Recognition: unknown
See, Point, Refine: Multi-Turn Approach to GUI Grounding with Visual Feedback
Pith reviewed 2026-05-10 15:54 UTC · model grok-4.3
The pith
Multi-turn refinement using visual feedback from prior attempts achieves higher click precision and task success in GUI grounding for dense coding interfaces than single-shot prediction.
A machine-rendered reading of the paper's core claim, the machinery that carries it, and where it could break.
Core claim
Instead of a single-step execution, our agent engages in an iterative refinement process, utilizing visual feedback from previous attempts to reach the target element. This closed-loop grounding mechanism allows the agent to self-correct displacement errors and adapt to dynamic UI changes.
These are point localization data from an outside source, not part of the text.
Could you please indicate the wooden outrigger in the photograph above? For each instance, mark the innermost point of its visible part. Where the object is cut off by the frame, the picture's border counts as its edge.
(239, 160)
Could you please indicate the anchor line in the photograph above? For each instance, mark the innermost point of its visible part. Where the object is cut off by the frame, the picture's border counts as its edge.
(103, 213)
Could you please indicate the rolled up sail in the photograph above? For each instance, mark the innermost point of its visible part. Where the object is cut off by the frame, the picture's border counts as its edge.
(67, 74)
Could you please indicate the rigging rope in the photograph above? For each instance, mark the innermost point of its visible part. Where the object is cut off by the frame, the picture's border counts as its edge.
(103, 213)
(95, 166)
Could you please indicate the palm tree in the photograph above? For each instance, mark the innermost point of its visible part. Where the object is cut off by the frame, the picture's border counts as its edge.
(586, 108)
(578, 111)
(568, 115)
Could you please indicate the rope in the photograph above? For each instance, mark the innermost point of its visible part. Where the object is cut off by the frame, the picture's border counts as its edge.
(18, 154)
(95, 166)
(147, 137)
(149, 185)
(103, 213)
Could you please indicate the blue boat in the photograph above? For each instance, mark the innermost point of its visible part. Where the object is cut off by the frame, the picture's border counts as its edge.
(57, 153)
We evaluate our approach across GPT-5.4, Claude, and Qwen on a suite of complex coding benchmarks, demonstrating that multi-turn refinement significantly outperforms state-of-the-art single-shot models in both click precision and overall task success rate.
What carries the argument
The closed-loop grounding mechanism that feeds visual results from prior cursor placements back into the model for iterative position refinement.
If this is right
- Click precision rises in high-density coding interfaces where single predictions routinely fail.
- Overall task success rates increase for software engineering benchmarks.
- The agent can adapt to dynamic UI changes without retraining.
- Displacement errors from initial predictions are reduced through self-correction.
Where Pith is reading between the lines
- The same loop could be applied to other dense graphical interfaces such as design tools or data-visualization software.
- Iteration may let general-purpose models reach usable reliability without task-specific fine-tuning on every interface.
- Combining visual feedback with other signals like text logs could further stabilize agent behavior on long workflows.
Load-bearing premise
The model can correctly read the visual outcome of its last click and then produce a better next click without adding new mistakes or losing track of changes in the interface.
What would settle it
Running the same dense-IDE click tasks with and without visual feedback and finding that multi-turn accuracy stays the same or drops.
Figures
read the original abstract
Computer Use Agents (CUAs) fundamentally rely on graphical user interface (GUI) grounding to translate language instructions into executable screen actions, but editing-level grounding in dense coding interfaces, where sub-pixel accuracy is required to interact with dense IDE elements, remains underexplored. Existing approaches typically rely on single-shot coordinate prediction, which lacks a mechanism for error correction and often fails in high-density interfaces. In this technical report, we conduct an empirical study of pixel-precise cursor localization in coding environments. Instead of a single-step execution, our agent engages in an iterative refinement process, utilizing visual feedback from previous attempts to reach the target element. This closed-loop grounding mechanism allows the agent to self-correct displacement errors and adapt to dynamic UI changes. We evaluate our approach across GPT-5.4, Claude, and Qwen on a suite of complex coding benchmarks, demonstrating that multi-turn refinement significantly outperforms state-of-the-art single-shot models in both click precision and overall task success rate. Our results suggest that iterative visual reasoning is a critical component for the next generation of reliable software engineering agents. Code: https://github.com/microsoft/precision-cua-bench.
Editorial analysis
A structured set of objections, weighed in public.
Referee Report
Summary. The paper claims that existing single-shot GUI grounding methods fail in dense coding interfaces requiring sub-pixel accuracy, and proposes a multi-turn 'See, Point, Refine' iterative process that uses visual feedback from prior attempts to self-correct cursor localization errors. It evaluates this closed-loop approach against single-shot baselines on GPT-5.4, Claude, and Qwen using complex coding benchmarks, asserting significant gains in click precision and overall task success rate, and concludes that iterative visual reasoning is essential for reliable software engineering agents.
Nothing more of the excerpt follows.